Through comparative research across these regions and socio-technical landscapes, the research will pursue two inter-related empirical questions and objectives.

1. How are states governing this process? A principal aim here is to document the institutional arrangements that have been put in place for regulating access, exploration, extraction and accumulation within the lithium sector. This will entail investigating the material and political conditions under which extraction processes and impacts have been governed and regulated in Australia, Canada, Argentina, Bolivia and Chile.

2. What accounts for political variation? A principal aim here is to explain how and why countries with comparable material conditions (e.g. pegmatite and salt flat) vary in terms of global integration and capital accumulation. A working hypothesis is that the integration and regulation of domestic and international capital will vary with the degree to which political interest groups and coalitions are able to organize and influence executive, legislative and judicial decisions within the sector.

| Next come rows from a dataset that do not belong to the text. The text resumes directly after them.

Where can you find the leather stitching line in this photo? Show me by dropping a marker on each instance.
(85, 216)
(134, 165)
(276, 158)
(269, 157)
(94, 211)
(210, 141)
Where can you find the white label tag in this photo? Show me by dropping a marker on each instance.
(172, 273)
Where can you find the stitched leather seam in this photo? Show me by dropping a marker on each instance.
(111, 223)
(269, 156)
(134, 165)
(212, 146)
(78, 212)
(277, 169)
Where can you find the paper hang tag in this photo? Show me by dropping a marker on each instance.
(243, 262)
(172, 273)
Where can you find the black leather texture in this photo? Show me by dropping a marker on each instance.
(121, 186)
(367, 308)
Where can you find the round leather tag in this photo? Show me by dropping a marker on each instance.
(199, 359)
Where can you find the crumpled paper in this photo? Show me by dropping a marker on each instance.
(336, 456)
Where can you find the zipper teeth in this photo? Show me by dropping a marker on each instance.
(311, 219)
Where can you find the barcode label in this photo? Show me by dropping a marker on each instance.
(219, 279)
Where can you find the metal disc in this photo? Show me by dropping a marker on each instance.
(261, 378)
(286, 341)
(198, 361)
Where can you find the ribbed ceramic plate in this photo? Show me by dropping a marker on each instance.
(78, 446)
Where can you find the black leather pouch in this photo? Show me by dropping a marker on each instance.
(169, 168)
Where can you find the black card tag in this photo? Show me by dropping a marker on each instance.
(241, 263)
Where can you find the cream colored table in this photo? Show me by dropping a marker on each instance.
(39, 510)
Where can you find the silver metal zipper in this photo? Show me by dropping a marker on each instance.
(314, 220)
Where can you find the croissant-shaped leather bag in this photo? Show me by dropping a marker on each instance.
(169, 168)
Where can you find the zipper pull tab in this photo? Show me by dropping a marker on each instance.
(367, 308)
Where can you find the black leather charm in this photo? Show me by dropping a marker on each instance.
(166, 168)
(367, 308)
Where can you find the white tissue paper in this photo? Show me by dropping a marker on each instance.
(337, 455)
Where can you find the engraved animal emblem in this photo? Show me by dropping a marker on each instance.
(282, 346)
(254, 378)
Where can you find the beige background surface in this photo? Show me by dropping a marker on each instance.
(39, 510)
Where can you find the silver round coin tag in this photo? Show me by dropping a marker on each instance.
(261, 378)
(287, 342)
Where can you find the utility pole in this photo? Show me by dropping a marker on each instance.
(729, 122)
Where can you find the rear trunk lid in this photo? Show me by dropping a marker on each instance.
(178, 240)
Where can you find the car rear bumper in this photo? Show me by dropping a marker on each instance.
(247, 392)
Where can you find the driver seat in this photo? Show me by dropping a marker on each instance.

Our work to fulfil these empirical objectives will break new ground in the study of governance, commodities and the implications of lithium mining for just and low-carbon energy transitions. Theoretically, we are driving toward a more critical conceptualization of the geopolitics of renewable energy by bringing into dialogue contemporary theories of international political economy, economic geography, and materiality as they relate to extractivism and sustainable development. Methodologically, the work will establish a framework for comparative approaches to the study of extractivism and national economic development (international political economy) and across very different forms of extractivism that produce the same raw commodity (materiality). Practically, we will generate actionable insights for planners, vulnerable populations and political movements that are aiming to ensure a 'just' transition to a low-carbon energy system in five of the world's principal lithium-producing regions.